First, the "good" news: (with your current arrangement for conductive fluxes - but see the end of this post) you only need to correct the sign of your conductive flux

return (k*re*((Ti_plus_1-Ti)/(ri_plus_1-ri)))

should be (noting the minus sign at the start):

return (-k*re*((Ti_plus_1-Ti)/(ri_plus_1-ri)))

Think very hard about which way conductive fluxes are taking heat into or out of your control volume.

Please put plt.show() at the end of your posted code, or it won't show anything.

In terms of indices, you are updating control volumes 1 to 7 (which is OK) and keeping nodes 0 and 8 as boundary conditions. Well, OK, but boundary conditions are supposed to be applied on the FACES of control volumes, not adjacent nodes.

I assume that r_nodes2 may one day hold "ghost nodes", but at the moment you aren't using that array.

You adjust the internal heat source in q[1] and q[8]. However, you aren't updating the [8] control volume, so the latter adjustment to q[] does nothing and probably wasn't what you meant to do.
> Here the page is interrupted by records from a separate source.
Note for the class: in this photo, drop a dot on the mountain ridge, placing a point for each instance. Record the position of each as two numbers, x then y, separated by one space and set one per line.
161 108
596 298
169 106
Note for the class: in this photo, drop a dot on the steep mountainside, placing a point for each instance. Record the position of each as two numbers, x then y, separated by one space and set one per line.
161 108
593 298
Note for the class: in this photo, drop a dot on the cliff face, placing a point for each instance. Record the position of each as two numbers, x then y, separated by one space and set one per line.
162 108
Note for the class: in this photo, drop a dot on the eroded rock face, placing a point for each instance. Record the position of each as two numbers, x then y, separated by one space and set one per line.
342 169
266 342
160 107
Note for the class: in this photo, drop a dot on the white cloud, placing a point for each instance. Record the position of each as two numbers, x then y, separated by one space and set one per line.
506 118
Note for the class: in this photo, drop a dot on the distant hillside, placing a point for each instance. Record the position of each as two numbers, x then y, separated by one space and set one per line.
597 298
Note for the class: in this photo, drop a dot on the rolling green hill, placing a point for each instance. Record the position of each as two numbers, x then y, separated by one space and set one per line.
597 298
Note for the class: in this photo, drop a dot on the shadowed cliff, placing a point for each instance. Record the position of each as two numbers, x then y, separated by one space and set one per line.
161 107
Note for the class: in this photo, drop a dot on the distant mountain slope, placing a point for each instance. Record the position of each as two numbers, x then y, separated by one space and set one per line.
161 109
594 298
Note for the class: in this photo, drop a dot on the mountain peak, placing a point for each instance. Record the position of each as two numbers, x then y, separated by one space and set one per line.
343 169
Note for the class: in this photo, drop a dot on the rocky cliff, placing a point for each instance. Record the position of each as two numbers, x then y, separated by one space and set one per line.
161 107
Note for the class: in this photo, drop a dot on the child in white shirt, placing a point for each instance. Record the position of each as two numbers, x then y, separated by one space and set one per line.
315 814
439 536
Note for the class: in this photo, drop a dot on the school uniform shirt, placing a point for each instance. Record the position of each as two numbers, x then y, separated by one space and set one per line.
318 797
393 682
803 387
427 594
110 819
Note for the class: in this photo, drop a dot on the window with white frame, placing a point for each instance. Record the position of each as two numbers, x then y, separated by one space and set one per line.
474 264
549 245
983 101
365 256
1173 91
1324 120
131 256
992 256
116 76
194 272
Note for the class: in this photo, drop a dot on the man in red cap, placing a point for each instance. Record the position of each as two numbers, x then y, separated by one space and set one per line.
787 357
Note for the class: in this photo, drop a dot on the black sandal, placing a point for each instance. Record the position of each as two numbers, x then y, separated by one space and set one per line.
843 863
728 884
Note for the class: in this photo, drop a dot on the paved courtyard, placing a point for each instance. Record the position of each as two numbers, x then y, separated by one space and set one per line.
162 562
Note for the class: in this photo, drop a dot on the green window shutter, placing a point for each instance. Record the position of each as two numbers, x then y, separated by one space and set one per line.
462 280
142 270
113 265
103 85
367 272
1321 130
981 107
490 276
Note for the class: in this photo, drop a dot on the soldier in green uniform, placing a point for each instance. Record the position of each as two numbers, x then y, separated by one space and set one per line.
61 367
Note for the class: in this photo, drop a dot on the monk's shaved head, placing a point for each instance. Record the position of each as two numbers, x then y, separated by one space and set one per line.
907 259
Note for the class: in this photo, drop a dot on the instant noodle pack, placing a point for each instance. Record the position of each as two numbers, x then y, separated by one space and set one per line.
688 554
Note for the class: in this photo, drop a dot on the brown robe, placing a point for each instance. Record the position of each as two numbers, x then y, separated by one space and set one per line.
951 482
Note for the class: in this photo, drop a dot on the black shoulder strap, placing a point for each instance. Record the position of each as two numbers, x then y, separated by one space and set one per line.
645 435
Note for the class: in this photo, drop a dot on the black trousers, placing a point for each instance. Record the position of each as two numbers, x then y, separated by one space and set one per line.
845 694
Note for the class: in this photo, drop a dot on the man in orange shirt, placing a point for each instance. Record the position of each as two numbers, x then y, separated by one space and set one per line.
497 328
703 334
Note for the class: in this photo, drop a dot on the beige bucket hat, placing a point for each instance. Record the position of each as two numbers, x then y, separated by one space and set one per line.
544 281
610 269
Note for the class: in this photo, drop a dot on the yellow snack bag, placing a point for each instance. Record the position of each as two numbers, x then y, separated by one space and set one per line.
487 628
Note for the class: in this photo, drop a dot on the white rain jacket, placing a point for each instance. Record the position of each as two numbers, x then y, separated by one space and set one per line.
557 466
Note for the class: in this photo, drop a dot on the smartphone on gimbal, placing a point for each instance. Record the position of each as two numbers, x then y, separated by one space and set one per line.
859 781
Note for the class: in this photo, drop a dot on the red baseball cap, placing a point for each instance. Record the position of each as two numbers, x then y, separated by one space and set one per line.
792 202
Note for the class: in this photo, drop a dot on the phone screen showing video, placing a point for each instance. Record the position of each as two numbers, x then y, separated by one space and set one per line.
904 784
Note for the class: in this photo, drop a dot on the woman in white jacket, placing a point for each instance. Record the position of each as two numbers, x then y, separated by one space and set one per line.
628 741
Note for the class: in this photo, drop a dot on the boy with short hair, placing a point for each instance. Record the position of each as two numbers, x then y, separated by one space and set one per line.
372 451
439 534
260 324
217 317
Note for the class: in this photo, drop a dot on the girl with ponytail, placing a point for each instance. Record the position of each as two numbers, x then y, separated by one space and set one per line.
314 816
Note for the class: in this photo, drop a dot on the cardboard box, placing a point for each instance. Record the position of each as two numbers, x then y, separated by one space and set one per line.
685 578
Finally, you have significant redundancy. conduction_in() and conduction_out() DO FUNDAMENTALLY THE SAME THING - you just have to send them the correct parameters, in the correct order so that they give conductive heat flux in the direction intended. Indeed, if you correct the sign as suggested this will become more obvious, as they would then both give a heat flux in the "forward" (increasing-r) direction.